Anti-Malware and Anti-phishing

In new study Interisle Reveals Excessive Withholding of Internet WHOIS Data

My  Interisle colleagues, together with Greg Aaron, have completed an in-depth analysis of the effects of ICANN policy for WHOIS, a public lookup service that has until recently made it possible to identify who registered and controls a domain name. 

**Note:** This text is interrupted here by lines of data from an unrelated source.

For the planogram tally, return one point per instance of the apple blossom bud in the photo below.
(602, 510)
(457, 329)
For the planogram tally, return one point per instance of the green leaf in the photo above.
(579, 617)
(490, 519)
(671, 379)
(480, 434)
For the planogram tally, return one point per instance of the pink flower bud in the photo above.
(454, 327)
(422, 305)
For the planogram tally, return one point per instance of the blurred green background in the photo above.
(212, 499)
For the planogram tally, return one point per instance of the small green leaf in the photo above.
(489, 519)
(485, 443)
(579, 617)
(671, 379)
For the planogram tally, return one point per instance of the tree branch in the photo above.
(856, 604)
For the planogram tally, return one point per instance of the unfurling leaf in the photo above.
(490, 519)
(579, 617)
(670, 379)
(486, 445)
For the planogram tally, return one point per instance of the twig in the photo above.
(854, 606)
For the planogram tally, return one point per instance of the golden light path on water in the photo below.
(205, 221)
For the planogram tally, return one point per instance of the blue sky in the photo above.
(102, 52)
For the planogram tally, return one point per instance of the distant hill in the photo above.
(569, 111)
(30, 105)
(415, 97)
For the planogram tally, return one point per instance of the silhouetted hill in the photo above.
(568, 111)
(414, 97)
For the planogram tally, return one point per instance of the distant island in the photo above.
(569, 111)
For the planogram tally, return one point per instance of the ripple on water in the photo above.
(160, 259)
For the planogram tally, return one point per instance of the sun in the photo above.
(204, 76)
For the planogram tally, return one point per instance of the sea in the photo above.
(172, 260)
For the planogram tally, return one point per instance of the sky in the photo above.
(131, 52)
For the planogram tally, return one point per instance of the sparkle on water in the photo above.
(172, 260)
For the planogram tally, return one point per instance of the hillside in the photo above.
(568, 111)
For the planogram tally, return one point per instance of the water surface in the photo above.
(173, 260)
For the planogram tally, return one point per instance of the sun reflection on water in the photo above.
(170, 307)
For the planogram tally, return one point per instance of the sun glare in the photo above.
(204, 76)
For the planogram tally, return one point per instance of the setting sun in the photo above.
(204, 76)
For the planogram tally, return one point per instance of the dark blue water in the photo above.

The European Union’s General Data Protection Regulation (GDPR), adopted in May 2018, restricted the publication of personally identifiable data in WHOIS. In response, the Internet Corporation for Assigned Names and Numbers (ICANN) established a new policy, allowing registrars and registry operators to redact (withhold) personally identifiable data from publication in WHOIS. The implementation of this policy has been widely criticized, in particular, for failing to discriminate between legal entities and natural persons and for failing to scope the application of redaction to parties operating or residing in the EU's "jurisdiction". This over-redaction is alleged to interfere with parties who have legitimate reasons to contact domain owners (e.g., to notify a victim of a phishing attack) or who are investigating the thousands of domains used daily to perpetrate fraud (business email compromise), extortion (ransomware) or to foment political unrest (state sponsored election interference) or social uncertainty (anti-science rhetoric).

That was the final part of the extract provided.